If Hackers and WarGames were pure entertaining fantasies, something like Takedown - also heavily dramatized - is closer to the truth. There is a scene where the hacker laments that he could do any number of evil deeds, crash systems, steal millions, but he choses not to, yet all law enforcement is after him. Ironically, the movie is based on the demonstrably self-aggrandizing book written by the guy who caught Kevin Mitnick, not on Kevin Mitnick's book.
Other thoughts
I wrote this post because I remembered the Takedown movie, perhaps Skeet Ulrich's best role ever. Mitnick was a slightly annoying personality for me, but I was sad to hear he died of pancreatic cancer three years ago.
For a long time I thought of how to create a web site that would allow people to pay for what they stole, if that thing turned to be as good as advertised and people would afford it. For example you would download a movie off the Internet, watch it, enjoy it, then go and pay the company anything for the movie. If someone would get to sue you for pirating content, you could use proof of that payment to justify a reduced punishment. But of course it wouldn't work. Who would be stupid enough to declare they have stolen something knowing full well that some asshole would find a way to use that against them?
But maybe it would work as a kind of donation system, a delayed Kickstarter, where you just send a tip of appreciation to authors. But it doesn't work like that, either. You would want to send the money to the author of the book you liked, not to the publishing house which essentially owns the book. They would immediately find a way to stop or leech off the money you send like that.

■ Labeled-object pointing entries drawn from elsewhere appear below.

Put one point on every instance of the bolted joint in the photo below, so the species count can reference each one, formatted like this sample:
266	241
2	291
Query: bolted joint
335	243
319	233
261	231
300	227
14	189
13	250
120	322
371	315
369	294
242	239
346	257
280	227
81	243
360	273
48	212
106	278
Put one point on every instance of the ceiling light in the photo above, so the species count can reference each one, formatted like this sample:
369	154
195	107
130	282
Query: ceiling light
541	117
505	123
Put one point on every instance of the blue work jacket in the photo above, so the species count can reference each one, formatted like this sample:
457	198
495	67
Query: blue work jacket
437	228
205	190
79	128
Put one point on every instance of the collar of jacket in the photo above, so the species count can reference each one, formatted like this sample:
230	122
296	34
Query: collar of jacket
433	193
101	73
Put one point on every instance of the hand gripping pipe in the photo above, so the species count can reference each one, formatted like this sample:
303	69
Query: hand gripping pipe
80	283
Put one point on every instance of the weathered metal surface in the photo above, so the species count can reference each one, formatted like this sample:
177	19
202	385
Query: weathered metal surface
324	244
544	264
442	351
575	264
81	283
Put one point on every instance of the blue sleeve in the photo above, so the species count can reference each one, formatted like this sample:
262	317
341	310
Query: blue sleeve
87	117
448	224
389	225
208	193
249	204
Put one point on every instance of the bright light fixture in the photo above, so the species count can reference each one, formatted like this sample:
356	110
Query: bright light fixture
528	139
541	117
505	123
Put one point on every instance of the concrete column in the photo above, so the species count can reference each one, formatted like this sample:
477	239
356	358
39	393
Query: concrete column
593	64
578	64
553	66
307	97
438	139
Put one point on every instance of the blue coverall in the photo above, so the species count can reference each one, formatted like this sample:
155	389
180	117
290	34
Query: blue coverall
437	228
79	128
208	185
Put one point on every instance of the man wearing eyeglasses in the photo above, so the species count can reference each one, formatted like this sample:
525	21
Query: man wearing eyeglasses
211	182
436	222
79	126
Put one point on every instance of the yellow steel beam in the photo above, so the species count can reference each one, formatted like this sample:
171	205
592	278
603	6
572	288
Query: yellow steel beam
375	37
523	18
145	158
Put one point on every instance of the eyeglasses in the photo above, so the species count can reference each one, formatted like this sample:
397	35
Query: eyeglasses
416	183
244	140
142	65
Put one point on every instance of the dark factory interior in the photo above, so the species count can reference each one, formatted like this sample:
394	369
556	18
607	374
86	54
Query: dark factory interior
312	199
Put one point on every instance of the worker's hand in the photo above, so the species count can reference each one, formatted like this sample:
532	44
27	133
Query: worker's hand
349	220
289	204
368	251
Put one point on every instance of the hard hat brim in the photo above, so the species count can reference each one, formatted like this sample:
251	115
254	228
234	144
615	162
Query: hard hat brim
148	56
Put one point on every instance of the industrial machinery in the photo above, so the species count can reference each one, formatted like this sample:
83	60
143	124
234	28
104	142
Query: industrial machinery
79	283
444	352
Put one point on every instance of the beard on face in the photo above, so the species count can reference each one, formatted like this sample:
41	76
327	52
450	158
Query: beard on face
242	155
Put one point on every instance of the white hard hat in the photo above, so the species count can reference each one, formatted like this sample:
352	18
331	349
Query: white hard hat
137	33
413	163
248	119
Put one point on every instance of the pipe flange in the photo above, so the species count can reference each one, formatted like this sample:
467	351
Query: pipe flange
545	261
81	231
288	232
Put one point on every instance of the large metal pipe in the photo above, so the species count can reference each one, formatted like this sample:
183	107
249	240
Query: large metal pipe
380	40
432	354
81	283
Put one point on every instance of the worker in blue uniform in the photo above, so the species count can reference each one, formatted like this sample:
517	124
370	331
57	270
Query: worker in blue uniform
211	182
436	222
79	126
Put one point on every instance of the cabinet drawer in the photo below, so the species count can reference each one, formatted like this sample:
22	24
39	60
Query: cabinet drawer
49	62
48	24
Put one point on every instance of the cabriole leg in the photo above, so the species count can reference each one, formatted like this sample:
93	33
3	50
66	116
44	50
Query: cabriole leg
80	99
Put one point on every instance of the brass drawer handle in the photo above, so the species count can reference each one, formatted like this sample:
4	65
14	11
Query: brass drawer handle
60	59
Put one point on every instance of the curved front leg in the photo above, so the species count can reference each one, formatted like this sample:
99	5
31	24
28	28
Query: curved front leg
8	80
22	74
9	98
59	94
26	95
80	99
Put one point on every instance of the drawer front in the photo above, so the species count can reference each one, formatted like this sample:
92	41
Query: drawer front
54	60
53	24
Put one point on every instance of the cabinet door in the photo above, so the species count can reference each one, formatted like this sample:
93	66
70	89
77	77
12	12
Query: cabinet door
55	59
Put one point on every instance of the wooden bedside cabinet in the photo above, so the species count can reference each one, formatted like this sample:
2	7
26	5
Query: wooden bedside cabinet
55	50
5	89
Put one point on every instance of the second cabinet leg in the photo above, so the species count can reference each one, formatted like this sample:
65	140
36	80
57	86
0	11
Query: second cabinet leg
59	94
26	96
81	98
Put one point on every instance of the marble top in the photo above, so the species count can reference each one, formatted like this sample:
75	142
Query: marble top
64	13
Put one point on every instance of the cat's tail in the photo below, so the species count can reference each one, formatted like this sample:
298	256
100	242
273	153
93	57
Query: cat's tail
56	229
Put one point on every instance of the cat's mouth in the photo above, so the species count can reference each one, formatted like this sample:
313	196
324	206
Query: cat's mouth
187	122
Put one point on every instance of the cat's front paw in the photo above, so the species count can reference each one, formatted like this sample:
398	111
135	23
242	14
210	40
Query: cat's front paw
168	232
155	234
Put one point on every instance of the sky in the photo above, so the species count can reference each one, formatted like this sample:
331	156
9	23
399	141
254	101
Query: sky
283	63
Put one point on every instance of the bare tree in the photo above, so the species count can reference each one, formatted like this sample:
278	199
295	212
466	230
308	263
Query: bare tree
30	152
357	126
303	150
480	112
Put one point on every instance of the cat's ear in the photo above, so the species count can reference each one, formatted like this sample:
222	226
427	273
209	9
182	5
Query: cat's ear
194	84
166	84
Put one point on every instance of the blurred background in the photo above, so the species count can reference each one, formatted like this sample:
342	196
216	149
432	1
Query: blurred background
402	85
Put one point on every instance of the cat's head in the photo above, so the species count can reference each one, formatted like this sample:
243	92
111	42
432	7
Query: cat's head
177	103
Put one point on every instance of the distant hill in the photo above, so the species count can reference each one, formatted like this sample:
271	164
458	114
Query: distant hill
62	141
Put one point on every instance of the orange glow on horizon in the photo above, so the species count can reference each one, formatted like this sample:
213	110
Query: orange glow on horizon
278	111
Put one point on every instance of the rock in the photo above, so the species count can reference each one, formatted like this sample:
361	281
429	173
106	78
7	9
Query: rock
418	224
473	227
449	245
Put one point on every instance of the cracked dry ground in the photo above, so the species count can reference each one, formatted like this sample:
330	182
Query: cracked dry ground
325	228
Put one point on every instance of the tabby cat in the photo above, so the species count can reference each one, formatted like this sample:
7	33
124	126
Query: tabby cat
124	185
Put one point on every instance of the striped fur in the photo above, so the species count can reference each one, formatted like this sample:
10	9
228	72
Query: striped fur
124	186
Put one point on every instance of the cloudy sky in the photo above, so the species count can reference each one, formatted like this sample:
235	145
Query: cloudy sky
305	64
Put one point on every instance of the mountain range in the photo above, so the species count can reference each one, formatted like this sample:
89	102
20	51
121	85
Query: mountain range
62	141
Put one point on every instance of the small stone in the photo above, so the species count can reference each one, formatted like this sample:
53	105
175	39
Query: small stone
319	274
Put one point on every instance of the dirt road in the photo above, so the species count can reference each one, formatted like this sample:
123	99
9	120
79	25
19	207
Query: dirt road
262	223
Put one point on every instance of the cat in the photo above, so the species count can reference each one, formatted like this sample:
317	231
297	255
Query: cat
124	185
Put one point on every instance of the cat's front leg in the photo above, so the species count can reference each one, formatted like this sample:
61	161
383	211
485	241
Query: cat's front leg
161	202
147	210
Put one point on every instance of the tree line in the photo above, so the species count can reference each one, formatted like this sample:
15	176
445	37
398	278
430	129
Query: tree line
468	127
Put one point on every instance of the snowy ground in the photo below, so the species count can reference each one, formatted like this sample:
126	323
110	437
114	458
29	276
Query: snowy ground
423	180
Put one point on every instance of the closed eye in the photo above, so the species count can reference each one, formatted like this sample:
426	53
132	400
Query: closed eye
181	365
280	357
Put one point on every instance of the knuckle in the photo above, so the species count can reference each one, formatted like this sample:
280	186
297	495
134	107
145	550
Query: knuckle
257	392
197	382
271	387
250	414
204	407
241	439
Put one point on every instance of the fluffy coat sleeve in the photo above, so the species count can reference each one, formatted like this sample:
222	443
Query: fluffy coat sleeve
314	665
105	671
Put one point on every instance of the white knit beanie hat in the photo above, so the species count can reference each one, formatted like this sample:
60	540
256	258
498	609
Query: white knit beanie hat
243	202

And final nail in the coffin (quoting ChatGPT here) "Financial systems generally require consent and identification on the recipient side. There’s no standard “send money to this person by name only” system for privacy, fraud, and compliance reasons."
In conclusion, you pay for "just good enough" and get worse, you are villainized for finding ways to abuse that, even if you don't actually use them and report them for fixing and trying to retroactively fix/pay for your abuse doesn't work either. Meanwhile anything better than "good enough" is altered to be more expensive until it becomes "good enough for what I am paying". Some might call it equilibrium of demand and offer, I call it paying to stay lazy.